An indexed annuity, sometimes referred to as an equity-index annuity, is a contract between you and an insurance company in which the issuing company promises to pay a minimum income to you for a set period of for your lifetime. Like other types of annuities, an indexed annuity can be immediate or deferred, meaning income starts either now or a date in the future. What makes an indexed annuity different from its counterparts, fixed and variable annuities, is how the return on the money within the annuity is generated.
How an Indexed Annuity Works
Indexed annuities are often described as the best of both worlds in the annuity universe, or as a middle ground between fixed and variable annuities. But it is important to recognize that indexed annuities are simply more complex fixed annuities. Here’s how they work.
Like other annuities, an indexed annuity is established with a lump sum, or premium, paid by your as the contract owner. However, instead of those funds earning a fixed rate of return (like a fixed annuity) or tied to an investment account (like a variable annuity), an indexed annuity allows for growth potential through index investing with protection against market downturns.
Index investment means all or a portion of the funds within an indexed annuity connect to the value of an index, like the S&P 500. The insurance company tracks that index over time and then credits your account based on changes to that index. When the index tracked is up, your account is credited up to a specified limit; when the index is down, your account value does not decrease because protection of the principal balance is in place. The downside protection, not the potential for investment returns, is the main draw for utilizing indexed annuities.
Principal protection is the most common use for indexed annuities due to the cap rate involved with index investing. Within an indexed annuity, investment returns tied to the index have a cap rate. This is the maximum amount the investment may earn in a given timeframe. As an example, a cap rate for an indexed annuity may be set at 4%, meaning even if the index generated a 10% return, the maximum you would receive credited to your account is the 4% cap rate.
In addition to the cap rate, indexed annuities may also have what’s known as a participation rate. The participation rate is the percentage of the index’s return the issuing company credits to your indexed annuity balance. For example, if the market generated the same 10% as above and the insurance company’s participation rate was 80%, your account would be credited 8% or 80% of the return. However, most indexed annuities that have participation rates also have cap rates – typically the lower rate applies.
Each indexed annuity differs from the next in terms of cap rate and participation rate, but they may also vary in how often those rates come into play. Some insurance companies credit indexed annuity accounts each month while others opt for a quarterly or annual schedule. These differences can have a significant impact on your overall return over time.
Benefits of an Indexed Annuity
The most obvious benefit to an index annuity is the downside protection it offers to investors and savers. Even when the broad market is declining, you have some peace of mind that, while not earning, your indexed annuity balance is not going down. You also have the potential to earn more when the market is rising, up to the contract limits mentioned above.

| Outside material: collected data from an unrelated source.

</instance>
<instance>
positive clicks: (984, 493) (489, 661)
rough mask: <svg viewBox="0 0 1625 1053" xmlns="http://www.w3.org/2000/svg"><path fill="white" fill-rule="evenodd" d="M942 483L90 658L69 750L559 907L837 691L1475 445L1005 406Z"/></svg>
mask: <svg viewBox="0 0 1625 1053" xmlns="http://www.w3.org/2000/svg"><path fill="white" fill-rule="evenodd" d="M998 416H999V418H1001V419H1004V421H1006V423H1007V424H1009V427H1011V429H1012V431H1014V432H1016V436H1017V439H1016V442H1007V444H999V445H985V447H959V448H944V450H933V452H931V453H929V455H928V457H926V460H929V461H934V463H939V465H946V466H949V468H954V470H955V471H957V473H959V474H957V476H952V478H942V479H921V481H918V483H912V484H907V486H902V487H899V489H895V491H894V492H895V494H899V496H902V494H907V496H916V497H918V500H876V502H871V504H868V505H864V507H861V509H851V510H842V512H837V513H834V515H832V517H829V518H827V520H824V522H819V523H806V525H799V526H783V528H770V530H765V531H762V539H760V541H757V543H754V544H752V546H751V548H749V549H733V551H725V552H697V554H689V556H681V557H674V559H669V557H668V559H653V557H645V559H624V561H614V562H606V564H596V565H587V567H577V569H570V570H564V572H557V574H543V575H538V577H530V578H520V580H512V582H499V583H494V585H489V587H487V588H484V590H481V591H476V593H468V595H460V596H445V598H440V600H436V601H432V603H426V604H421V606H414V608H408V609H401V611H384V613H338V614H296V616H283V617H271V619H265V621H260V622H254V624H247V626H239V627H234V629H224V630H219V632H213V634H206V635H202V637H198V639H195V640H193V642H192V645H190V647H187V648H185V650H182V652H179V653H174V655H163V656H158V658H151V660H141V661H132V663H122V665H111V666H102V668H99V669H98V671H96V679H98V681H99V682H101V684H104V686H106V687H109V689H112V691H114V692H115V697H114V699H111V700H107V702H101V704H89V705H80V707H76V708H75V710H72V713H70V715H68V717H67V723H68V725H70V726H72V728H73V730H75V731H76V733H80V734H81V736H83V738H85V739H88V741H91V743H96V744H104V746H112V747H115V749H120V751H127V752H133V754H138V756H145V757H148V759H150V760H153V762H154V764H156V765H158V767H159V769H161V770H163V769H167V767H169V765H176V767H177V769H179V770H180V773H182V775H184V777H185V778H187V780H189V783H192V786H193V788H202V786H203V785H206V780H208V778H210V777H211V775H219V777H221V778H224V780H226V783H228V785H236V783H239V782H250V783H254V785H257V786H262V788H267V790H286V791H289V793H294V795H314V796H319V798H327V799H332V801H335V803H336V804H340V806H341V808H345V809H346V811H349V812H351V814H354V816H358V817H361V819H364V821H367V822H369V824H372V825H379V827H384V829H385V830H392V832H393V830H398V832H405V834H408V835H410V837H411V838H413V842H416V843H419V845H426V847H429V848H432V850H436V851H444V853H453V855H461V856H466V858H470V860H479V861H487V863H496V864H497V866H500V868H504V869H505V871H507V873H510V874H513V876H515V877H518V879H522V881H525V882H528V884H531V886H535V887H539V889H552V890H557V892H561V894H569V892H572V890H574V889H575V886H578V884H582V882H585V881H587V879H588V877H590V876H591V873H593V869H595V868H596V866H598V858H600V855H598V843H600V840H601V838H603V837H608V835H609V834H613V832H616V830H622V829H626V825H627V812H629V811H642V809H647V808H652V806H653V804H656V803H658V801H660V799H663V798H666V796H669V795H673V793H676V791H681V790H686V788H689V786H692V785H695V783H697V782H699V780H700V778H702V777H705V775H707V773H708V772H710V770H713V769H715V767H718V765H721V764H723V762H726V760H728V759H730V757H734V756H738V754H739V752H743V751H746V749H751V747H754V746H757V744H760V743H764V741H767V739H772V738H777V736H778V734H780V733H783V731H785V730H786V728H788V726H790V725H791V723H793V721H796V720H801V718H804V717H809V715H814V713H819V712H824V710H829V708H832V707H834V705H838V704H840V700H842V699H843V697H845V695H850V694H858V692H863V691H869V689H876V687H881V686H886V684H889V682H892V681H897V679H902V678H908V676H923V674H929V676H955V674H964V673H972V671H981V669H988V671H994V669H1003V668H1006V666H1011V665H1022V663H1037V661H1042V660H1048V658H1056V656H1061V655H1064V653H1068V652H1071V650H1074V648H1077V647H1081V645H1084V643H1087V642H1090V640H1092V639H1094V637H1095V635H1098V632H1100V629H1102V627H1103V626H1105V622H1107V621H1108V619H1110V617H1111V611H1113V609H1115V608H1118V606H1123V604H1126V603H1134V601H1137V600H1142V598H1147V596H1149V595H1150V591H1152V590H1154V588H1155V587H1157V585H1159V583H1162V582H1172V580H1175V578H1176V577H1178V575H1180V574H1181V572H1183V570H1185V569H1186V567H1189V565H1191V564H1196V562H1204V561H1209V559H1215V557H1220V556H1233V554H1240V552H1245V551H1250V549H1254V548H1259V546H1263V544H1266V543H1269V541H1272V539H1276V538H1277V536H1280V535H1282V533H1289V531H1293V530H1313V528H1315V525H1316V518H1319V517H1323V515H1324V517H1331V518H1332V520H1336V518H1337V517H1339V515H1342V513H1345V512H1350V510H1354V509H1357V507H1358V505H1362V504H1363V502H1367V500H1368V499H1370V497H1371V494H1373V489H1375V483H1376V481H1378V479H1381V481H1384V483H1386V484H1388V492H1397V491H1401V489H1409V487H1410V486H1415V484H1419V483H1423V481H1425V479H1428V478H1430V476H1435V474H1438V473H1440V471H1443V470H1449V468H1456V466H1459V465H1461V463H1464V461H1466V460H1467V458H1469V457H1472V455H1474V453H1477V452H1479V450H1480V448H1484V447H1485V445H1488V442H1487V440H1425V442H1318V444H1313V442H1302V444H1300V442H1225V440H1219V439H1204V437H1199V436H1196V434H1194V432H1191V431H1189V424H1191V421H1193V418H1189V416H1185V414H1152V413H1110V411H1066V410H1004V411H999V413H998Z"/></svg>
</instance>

Some indexed annuities also provide a guaranteed minimum income in the future when a rider, or contract enhancement, is added. Like other types of annuities, indexed annuities are meant to be a vehicle that generates a stream of income that you cannot outlive. With the right features attached to the contract, an indexed annuity provides that over time.
Caveats to Indexed Annuities
Although indexed annuities work as a sort of middle ground between fixed and variable annuities regarding risk and return, there are drawbacks. First, indexed annuities can be complex because of the cap and participation rates, crediting schedules, and riders available from a myriad of insurance companies. Not fully understanding these differences may lead to establishing an indexed annuity contract that does not adequately meet your retirement savings needs.
Above and beyond complexity, indexed annuities can be costly over the long run. Insurance companies typically offer indexed annuities with a surrender schedule. This means that a certain percentage is withheld as a penalty in the first few to several years of the contract should you decide to move your funds to another account. Also, indexed annuities may carry annual fees, typically charged as a percentage of the total account balance. Adding riders to the contract may increase these fees, which ultimately eat away at your return.
Indexed annuities also have relatively low cap and participation rates, making them less appealing to investors or savers who are seeking to generate a market-like return. Keep in mind that indexed annuities were initially designed to compete with certificates of deposit – not stock market portfolios – and so they are often more appropriate for conservative investors.
Indexed annuities can be a helpful tool in progressing toward your retirement savings goal, or generating income during your retirement years. However, it is necessary to understand how indexed annuities work, including return limitations and fees, before adding a contract into your retirement planning mix.